Israeli government and military: Over 250 journalists were killed in Gaza — a toll that defies the logic of accident. Barring international press from entering Gaza from the start ensured that the scale of civilian destruction would remain invisible to the world. This was not a policy of caution; it was a policy of concealment.
The Iranian government: In January 2023, the Iranian state killed thousands of its own citizens during popular protests and systematically hid the death toll. Today, the same government presents itself as a victim of unjust bombardment — and it is right to do so — but its credibility is fatally compromised by its own record of silencing families who lost children in state violence.

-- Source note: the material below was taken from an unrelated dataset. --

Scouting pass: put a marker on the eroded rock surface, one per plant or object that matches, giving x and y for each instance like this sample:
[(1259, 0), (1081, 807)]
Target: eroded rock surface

The American government and Trump administration: Bombs funded by American taxpayers are destroying Iranian homes and Iranian lives. When a journalist asked President Trump whether Iranians had access to food and water, he responded with a compliment about her appearance. This is not eccentricity. It is the studied contempt of a leader who has concluded that human consequences carry no political cost.
Western mainstream media: A month of coverage produced almost no ground reports from inside Iran, no sustained accounting of the 2,000 dead, no hospital photographs, no footage from destroyed neighbourhoods. The same outlets that loudly championed civil liberties inside Iran during the 2022 protests went largely silent once Western bombs started falling. The hypocrisy is structural, not incidental.
Indian news media: In a country of 1.4 billion people, not a single mainstream television channel or major newspaper produced meaningful ground reporting on civilian casualties in this war. Coverage consisted almost entirely of government statements and geopolitical commentary. The Indian press has traded independent journalism for proximity to power, and in doing so has rendered itself useless to its audience on the most consequential stories of the era.
Military and state information apparatus broadly: Military officials from multiple countries walked through bombed sites performing the role of journalists — naming cities, describing threats, drawing comparisons — while actual journalists were barred from those same locations. This is not press management. This is the state replacing the press.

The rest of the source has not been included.